Design of robust-stable and quadratic finite-horizon optimal active vibration controllers with low trajectory sensitivity for uncertain flexible mechanical systems using an integrative computational method

By integrating the robust stabilizability condition, the orthogonal-functions approach (OFA), and the hybrid Taguchi-genetic algorithm (HTGA), an integrative method is presented in this paper to design the robust-stable and quadratic finite-horizon optimal active vibration controller with low trajectory sensitivity such that (i) the flexible mechanical system with elemental parametric uncertainties can be robustly stabilized, and (ii) a quadratic finite-horizon integral performance index including a quadratic trajectory sensitivity term for the nominal flexible mechanical system can be minimized. In this paper, the robust stabilizability condition is proposed in terms of linear matrix inequalities (LMIs). Based on the OFA, an algebraic algorithm only involving the algebraic computation is derived for solving the nominal flexible mechanical feedback dynamic equations.
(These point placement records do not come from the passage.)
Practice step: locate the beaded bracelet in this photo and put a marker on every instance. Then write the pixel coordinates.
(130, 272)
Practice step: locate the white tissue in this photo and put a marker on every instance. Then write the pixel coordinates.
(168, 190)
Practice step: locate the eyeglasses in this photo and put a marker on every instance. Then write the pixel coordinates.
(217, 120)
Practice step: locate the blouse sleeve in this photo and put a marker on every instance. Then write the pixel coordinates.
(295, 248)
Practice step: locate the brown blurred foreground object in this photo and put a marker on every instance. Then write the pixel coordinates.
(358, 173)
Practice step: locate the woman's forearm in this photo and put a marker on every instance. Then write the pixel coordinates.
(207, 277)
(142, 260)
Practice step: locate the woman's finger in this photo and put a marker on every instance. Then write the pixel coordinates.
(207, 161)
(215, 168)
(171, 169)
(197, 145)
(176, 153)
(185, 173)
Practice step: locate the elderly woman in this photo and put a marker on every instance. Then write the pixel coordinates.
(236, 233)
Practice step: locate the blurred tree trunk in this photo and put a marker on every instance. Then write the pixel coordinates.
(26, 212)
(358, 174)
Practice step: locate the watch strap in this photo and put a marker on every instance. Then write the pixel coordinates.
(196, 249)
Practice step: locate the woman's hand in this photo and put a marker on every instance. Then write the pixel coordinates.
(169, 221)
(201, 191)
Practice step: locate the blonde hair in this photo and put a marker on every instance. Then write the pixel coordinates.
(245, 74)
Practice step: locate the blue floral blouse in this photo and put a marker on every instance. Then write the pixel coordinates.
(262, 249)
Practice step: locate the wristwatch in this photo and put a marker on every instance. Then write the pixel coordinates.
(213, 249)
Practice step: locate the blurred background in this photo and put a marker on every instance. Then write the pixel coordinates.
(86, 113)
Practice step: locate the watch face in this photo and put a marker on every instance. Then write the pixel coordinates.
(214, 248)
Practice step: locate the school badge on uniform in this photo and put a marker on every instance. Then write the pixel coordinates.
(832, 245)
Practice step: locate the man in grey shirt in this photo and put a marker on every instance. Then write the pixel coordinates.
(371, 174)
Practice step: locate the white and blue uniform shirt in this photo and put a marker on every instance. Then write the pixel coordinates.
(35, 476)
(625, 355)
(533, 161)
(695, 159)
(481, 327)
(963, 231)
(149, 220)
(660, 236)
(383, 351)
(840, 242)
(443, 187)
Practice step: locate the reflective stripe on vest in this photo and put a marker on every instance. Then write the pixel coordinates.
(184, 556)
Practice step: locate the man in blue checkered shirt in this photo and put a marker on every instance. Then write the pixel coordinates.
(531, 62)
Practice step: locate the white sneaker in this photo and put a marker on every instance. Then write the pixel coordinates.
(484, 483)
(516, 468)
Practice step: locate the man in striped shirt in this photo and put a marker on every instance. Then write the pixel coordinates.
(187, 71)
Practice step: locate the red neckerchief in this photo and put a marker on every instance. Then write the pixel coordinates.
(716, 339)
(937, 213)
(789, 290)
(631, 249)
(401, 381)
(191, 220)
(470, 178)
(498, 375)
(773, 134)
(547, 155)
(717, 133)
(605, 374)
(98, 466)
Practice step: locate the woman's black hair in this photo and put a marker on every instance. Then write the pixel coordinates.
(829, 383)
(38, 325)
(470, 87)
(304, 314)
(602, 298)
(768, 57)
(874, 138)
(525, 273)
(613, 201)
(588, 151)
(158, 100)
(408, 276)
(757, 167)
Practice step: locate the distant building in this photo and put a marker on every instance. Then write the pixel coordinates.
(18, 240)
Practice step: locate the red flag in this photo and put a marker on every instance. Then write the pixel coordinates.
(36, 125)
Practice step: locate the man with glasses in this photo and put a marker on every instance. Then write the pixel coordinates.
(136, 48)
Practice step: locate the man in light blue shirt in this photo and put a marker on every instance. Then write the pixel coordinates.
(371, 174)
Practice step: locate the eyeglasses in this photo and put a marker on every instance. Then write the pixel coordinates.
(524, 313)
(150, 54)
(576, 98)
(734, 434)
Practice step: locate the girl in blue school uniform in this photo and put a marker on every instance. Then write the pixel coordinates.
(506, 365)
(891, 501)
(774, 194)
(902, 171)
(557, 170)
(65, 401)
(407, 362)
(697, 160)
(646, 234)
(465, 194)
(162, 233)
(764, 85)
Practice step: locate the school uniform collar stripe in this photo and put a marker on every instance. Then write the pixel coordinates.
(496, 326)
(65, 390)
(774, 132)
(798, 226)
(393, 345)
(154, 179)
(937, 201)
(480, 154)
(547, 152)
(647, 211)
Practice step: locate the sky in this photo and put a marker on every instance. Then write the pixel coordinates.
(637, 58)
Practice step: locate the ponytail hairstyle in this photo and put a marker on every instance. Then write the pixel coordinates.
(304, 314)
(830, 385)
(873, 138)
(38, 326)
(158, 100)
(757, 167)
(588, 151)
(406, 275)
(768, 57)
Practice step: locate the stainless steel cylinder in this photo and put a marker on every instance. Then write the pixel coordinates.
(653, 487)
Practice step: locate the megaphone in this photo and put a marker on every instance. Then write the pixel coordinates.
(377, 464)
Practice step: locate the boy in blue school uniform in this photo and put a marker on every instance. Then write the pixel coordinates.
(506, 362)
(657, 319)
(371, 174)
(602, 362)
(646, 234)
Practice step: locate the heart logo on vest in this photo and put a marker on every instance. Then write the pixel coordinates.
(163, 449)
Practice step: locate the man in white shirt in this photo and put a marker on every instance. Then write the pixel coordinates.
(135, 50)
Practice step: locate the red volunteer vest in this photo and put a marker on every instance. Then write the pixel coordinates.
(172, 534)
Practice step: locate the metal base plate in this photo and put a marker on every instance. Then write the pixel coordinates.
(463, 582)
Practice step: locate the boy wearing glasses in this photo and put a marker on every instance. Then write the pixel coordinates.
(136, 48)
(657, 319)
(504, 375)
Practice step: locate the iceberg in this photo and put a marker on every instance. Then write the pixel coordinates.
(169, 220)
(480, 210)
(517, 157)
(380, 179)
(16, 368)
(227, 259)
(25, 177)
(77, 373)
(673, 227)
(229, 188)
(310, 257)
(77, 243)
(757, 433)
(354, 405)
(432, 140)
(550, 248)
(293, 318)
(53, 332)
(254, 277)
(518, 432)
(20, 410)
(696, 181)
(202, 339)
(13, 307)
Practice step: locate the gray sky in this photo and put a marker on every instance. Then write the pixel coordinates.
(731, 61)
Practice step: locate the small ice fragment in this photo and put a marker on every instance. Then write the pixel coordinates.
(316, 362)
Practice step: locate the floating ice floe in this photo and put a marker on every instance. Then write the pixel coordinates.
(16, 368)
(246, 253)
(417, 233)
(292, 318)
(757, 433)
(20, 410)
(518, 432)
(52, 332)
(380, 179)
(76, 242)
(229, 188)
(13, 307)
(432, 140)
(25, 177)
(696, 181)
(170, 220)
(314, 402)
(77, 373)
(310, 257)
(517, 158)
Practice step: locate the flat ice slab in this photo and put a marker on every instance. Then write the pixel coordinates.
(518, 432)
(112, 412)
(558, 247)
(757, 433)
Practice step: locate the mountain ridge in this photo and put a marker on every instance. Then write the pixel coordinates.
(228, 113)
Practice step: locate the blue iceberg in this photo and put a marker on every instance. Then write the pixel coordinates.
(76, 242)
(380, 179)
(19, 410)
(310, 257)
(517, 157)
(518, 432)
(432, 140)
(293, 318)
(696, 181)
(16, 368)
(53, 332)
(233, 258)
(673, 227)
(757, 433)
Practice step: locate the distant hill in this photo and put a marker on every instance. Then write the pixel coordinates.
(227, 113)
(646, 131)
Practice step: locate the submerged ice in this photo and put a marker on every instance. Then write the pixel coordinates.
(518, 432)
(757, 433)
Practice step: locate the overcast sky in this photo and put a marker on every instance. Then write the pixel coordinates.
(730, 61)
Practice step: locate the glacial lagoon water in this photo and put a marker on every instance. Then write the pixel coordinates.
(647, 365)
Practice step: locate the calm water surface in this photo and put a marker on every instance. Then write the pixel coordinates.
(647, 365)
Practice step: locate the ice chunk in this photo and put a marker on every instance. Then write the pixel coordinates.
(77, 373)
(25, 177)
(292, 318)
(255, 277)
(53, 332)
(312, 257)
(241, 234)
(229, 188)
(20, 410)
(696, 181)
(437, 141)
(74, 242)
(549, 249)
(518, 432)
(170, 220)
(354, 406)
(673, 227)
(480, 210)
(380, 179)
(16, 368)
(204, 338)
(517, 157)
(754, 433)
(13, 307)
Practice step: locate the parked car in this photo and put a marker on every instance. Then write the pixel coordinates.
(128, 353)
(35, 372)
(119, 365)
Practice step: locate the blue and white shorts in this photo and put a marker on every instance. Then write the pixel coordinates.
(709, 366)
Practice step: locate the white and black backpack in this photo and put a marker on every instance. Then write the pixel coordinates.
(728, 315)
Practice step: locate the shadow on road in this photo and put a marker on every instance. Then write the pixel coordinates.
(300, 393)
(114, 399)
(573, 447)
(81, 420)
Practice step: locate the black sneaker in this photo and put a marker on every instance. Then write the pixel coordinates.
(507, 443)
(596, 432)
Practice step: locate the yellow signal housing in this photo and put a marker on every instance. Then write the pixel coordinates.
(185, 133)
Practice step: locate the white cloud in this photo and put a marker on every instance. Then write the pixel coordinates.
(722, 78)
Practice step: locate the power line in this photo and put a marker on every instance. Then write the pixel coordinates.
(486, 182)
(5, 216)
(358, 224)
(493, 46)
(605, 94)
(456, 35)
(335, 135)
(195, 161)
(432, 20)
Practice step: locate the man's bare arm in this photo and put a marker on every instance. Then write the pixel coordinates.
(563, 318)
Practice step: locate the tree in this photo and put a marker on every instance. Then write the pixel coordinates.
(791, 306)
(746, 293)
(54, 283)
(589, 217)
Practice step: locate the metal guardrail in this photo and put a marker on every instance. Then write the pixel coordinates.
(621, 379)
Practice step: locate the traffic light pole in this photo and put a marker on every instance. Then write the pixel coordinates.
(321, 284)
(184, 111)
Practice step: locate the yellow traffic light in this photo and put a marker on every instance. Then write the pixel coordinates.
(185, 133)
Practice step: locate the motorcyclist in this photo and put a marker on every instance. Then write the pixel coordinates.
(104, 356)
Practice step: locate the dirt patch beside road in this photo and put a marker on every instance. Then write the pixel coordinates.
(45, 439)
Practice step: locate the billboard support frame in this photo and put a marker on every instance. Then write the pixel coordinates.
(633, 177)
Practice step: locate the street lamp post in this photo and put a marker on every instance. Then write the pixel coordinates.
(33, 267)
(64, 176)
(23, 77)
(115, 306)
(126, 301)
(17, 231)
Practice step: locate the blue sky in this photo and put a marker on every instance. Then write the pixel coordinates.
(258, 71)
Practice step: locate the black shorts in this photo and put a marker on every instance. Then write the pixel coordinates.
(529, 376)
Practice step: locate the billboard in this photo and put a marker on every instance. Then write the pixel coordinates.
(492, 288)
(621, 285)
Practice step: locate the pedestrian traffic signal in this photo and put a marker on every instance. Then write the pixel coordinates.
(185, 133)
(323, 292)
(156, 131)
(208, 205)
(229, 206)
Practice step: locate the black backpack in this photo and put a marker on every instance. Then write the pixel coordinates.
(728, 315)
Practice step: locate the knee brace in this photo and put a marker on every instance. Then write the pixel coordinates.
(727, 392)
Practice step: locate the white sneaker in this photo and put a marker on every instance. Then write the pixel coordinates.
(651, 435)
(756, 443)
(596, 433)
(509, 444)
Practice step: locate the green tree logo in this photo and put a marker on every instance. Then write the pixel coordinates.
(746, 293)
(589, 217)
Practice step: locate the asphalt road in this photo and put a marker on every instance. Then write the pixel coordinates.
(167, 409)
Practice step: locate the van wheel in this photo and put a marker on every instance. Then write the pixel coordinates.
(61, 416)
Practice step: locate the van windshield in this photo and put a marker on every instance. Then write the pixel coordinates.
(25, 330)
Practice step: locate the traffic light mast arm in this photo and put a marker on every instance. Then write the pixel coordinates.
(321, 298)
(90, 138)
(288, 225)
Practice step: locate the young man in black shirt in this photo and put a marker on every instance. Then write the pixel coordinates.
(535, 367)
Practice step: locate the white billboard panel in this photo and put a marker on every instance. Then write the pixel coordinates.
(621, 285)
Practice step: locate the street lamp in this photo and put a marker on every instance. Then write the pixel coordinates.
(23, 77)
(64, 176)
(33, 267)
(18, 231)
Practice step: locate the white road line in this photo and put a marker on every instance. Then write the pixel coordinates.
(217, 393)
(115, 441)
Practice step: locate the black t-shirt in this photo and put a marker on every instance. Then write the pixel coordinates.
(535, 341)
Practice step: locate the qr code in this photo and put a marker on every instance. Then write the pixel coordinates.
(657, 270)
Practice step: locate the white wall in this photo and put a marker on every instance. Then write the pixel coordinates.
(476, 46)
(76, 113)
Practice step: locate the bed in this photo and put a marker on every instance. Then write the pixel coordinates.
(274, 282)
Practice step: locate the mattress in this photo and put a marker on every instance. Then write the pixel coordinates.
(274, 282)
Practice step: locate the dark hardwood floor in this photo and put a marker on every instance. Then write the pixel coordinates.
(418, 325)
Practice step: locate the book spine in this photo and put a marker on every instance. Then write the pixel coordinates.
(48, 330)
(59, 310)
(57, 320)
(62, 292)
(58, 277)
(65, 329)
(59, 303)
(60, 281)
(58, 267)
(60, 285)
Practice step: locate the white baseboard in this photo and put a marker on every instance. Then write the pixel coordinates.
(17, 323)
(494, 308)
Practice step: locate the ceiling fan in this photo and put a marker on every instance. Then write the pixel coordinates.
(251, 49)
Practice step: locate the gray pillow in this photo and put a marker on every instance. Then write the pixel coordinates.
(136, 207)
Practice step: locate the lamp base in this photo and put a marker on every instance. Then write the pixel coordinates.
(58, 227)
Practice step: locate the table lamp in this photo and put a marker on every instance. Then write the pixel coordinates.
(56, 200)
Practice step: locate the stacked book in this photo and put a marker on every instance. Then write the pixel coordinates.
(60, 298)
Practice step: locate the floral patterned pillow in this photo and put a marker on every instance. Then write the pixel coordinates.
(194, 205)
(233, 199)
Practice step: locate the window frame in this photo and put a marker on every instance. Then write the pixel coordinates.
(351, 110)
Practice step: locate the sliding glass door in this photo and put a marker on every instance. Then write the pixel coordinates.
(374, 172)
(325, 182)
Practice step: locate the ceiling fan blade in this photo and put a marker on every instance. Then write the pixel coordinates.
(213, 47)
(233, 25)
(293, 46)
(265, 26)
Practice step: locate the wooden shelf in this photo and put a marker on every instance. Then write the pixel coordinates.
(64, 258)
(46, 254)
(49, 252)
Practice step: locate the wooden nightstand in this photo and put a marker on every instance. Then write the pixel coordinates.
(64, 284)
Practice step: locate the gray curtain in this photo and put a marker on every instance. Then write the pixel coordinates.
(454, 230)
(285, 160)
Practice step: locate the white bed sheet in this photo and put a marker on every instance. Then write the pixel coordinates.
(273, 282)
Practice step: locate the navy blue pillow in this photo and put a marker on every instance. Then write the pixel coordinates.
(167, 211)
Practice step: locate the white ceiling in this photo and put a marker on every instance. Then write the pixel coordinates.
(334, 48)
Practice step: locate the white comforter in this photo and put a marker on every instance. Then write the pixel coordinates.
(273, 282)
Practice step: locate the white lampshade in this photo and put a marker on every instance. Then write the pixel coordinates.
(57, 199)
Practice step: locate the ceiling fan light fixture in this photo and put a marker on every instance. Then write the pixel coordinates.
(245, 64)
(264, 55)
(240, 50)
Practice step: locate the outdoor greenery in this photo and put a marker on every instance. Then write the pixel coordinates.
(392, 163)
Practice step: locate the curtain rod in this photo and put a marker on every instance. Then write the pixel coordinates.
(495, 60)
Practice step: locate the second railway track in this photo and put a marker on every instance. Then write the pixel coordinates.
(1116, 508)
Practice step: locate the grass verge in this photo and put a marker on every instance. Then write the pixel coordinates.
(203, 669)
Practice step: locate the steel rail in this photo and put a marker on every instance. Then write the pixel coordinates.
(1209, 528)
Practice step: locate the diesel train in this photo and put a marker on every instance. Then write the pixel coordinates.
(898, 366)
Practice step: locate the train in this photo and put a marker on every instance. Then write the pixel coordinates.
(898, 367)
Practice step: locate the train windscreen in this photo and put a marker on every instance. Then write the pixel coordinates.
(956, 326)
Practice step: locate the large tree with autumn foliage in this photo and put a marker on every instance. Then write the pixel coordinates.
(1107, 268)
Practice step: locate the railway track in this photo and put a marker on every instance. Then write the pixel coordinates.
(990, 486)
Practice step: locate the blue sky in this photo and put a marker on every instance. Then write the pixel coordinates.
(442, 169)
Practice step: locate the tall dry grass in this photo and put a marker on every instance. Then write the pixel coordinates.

By using the OFA and the LMI-based robust stabilizability condition, the robust-stable and quadratic finite-horizon optimal active vibration control problem for the uncertain flexible mechanical dynamic systems is transformed into a static constrained-optimization problem represented by the algebraic equations with constraint of LMI-based robust stabilizability condition; thus greatly simplifying the robust-stable and quadratic finite-horizon optimal active vibration control design problem. Then, for the static constrained-optimization problem, the HTGA is employed to find the robust-optimal active vibration controllers of the uncertain flexible mechanical systems. A design example is given to demonstrate the applicability of the proposed integrative approach.